Objective: To compare physician-level versus practice-level primary care continuity and their association with expenditure and acute care utilization among Medicare beneficiaries and evaluate whether continuity of outpatient primary care at either/both physician or/and practice level could be useful quality measures.
Data source: Medicare Fee-For-Service claims data for community dwelling beneficiaries without end-stage renal disease who were attributed to a national random sample of primary care practices billing Medicare (2011-2017).
Study design: Retrospective secondary data analysis at per Medicare beneficiary per year level. We used multivariable linear regression with practice-level fixed effects to estimate continuity of care score at physician versus practice level and their associations with outcomes.
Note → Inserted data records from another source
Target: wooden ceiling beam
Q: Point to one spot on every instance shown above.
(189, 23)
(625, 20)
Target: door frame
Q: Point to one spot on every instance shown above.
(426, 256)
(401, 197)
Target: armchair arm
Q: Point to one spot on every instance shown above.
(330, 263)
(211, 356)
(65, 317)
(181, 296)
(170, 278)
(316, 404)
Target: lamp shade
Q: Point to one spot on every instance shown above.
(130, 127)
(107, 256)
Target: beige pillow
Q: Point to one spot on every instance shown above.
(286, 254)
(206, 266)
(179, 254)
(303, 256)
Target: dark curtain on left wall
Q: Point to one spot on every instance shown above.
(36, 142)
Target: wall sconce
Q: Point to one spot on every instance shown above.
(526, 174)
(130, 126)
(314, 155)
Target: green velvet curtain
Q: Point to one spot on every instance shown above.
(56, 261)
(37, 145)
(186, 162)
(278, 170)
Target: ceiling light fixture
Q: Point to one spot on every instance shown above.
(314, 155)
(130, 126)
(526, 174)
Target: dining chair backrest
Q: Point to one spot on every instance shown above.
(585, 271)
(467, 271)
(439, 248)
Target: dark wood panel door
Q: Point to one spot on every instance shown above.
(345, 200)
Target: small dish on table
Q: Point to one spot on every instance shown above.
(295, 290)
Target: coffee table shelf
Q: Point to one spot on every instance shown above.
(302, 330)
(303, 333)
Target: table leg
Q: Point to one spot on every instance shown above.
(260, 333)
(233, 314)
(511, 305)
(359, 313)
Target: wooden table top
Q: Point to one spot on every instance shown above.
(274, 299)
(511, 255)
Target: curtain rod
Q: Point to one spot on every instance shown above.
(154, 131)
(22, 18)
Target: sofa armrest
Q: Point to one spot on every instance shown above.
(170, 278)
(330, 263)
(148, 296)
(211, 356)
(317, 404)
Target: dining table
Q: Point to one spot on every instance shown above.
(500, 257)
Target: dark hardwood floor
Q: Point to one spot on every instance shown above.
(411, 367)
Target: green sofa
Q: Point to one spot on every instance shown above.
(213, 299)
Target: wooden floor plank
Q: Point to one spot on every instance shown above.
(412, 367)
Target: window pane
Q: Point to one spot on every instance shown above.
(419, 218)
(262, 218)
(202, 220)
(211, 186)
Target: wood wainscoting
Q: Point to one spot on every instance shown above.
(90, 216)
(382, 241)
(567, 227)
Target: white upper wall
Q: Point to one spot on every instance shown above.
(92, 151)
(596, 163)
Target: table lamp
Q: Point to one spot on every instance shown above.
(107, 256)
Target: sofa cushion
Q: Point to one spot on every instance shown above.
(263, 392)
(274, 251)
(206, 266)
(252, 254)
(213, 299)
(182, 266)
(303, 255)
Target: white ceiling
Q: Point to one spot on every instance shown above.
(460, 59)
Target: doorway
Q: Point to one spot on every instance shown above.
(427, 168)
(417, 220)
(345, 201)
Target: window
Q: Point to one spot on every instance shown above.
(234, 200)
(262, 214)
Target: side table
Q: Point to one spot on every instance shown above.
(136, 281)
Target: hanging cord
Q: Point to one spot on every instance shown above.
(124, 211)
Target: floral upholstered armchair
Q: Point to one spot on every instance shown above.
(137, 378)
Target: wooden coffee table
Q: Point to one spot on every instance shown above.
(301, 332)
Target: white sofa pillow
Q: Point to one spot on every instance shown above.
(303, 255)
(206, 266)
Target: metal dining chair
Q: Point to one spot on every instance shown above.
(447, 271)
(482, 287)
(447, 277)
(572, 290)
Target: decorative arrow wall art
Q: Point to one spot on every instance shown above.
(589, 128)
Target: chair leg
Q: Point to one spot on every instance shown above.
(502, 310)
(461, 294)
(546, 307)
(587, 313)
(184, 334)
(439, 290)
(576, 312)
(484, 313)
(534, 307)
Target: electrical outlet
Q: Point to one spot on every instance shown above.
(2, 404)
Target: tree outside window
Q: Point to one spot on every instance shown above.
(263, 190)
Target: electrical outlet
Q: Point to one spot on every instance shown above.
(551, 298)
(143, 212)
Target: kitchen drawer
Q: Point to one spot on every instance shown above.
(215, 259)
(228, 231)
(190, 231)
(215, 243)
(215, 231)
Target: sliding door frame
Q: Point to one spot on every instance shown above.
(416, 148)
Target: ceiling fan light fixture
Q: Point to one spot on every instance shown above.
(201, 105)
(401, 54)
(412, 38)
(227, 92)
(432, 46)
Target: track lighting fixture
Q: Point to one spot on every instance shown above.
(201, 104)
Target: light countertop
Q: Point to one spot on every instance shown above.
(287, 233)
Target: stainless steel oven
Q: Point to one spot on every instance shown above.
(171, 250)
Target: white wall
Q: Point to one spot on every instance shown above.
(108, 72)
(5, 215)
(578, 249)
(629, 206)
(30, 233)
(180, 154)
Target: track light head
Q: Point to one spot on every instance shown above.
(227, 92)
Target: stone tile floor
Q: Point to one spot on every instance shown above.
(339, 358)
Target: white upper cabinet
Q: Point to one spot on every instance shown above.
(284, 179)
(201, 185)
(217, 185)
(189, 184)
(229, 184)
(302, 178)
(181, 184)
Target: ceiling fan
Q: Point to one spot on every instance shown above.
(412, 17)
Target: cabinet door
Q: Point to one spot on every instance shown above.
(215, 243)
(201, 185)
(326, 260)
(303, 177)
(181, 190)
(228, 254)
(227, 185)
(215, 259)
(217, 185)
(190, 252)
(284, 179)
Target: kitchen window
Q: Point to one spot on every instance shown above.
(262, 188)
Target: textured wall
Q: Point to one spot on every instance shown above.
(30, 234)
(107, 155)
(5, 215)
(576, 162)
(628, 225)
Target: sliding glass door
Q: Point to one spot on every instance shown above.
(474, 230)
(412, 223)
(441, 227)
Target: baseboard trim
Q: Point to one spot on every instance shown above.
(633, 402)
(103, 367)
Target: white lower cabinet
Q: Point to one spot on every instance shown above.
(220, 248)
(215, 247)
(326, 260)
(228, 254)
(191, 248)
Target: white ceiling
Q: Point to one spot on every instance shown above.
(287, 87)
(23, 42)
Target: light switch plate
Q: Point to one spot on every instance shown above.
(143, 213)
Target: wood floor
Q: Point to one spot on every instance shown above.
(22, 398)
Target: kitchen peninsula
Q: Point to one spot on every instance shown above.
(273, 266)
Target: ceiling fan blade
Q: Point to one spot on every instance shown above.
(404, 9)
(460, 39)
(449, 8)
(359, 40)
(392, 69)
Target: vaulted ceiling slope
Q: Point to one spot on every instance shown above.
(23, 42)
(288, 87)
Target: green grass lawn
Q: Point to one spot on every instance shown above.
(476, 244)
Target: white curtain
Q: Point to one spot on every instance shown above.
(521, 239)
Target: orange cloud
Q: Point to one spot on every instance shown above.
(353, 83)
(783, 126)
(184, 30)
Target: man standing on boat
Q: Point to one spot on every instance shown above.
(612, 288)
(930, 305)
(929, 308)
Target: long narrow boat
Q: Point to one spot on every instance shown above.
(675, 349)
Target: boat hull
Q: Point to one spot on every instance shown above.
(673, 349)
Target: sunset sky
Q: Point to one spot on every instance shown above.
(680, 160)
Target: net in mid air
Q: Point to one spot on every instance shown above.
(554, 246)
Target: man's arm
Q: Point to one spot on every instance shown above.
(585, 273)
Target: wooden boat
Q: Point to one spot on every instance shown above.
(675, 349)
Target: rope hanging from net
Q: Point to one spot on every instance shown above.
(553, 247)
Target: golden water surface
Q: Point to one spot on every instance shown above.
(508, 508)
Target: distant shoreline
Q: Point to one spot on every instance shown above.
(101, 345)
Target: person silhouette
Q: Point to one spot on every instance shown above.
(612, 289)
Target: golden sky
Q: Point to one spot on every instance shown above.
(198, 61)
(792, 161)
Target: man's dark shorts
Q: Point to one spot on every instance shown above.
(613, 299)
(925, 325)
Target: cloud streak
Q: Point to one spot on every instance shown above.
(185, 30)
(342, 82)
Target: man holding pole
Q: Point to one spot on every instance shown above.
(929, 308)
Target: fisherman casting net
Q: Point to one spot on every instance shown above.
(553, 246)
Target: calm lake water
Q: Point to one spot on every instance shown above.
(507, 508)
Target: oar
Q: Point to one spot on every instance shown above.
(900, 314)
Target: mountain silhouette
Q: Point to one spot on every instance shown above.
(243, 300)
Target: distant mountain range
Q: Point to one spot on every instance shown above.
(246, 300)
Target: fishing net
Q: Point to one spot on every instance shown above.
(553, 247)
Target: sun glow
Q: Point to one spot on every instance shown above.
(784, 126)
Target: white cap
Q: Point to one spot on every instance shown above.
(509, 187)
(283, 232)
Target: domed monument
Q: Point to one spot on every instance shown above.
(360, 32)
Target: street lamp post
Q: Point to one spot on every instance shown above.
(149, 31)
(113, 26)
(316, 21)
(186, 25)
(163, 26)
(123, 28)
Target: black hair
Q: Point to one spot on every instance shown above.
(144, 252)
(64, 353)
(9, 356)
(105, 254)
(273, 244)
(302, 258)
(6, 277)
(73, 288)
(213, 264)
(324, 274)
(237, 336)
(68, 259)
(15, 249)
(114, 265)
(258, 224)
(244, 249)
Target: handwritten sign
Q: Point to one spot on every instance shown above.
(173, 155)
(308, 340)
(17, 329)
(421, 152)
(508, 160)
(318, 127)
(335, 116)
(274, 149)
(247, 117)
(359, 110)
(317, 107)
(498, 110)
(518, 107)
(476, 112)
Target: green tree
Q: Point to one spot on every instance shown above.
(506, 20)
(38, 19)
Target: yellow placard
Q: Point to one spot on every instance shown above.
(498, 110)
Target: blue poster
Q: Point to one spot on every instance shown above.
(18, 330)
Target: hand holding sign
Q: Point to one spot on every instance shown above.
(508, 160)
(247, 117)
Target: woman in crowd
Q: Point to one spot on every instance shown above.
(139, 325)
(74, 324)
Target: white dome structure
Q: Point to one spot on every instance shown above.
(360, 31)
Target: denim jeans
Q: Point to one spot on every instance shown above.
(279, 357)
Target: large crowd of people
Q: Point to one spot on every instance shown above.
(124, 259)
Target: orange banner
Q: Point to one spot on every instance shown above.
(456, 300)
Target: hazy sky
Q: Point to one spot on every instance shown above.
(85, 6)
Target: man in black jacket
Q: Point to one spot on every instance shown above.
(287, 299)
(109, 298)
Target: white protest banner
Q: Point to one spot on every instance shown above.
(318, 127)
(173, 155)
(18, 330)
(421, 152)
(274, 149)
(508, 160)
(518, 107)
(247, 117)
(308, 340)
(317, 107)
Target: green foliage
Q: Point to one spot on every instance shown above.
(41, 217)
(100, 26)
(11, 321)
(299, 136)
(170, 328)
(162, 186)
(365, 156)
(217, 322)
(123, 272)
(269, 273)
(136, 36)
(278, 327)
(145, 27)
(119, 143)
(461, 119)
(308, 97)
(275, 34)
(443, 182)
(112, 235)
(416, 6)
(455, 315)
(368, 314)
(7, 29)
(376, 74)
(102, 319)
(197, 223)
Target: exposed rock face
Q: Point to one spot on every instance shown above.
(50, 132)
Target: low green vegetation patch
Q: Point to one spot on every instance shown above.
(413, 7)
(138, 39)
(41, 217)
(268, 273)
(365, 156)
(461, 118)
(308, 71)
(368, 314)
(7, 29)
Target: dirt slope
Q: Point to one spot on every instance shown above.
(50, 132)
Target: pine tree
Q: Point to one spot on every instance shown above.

Data collection/extraction method: We calculated clinician- and practice-level Bice-Boxerman continuity of care index scores, ranging from 0 to 1, using primary care outpatient claims. Medicare expenditures, hospital admissions, emergency department (ED) visits, and readmissions were obtained from the Medicare Beneficiary Summary File: Cost and Utilization Segment. Ambulatory care sensitive conditions (ACSC) were defined using diagnosis codes on inpatient claims.
Principal findings: We studied 2,359,400 beneficiaries who sought care from 13,926 physicians. Every 0.1 increase in physician continuity score was associated with a $151 reduction in expenditure per beneficiary per year (p < 0.01), and every 0.1 increase in practice continuity score was associated with $282 decrease (p < 0.01) per beneficiary per year. Both physician- and practice-level continuity were associated with lower Medicare expenditures among small, medium, and large practices. Both physician- and practice-level continuity were associated with lower probabilities of hospitalization, ED visit, admissions for ACSC, and readmission.
Conclusions: Primary care continuity of care could serve as a potent value-based care quality metric. Physician-level continuity is a unique value center that cannot be supplanted by practice-level continuity.
Keywords: continuity of care; population health; primary care; value-based payment.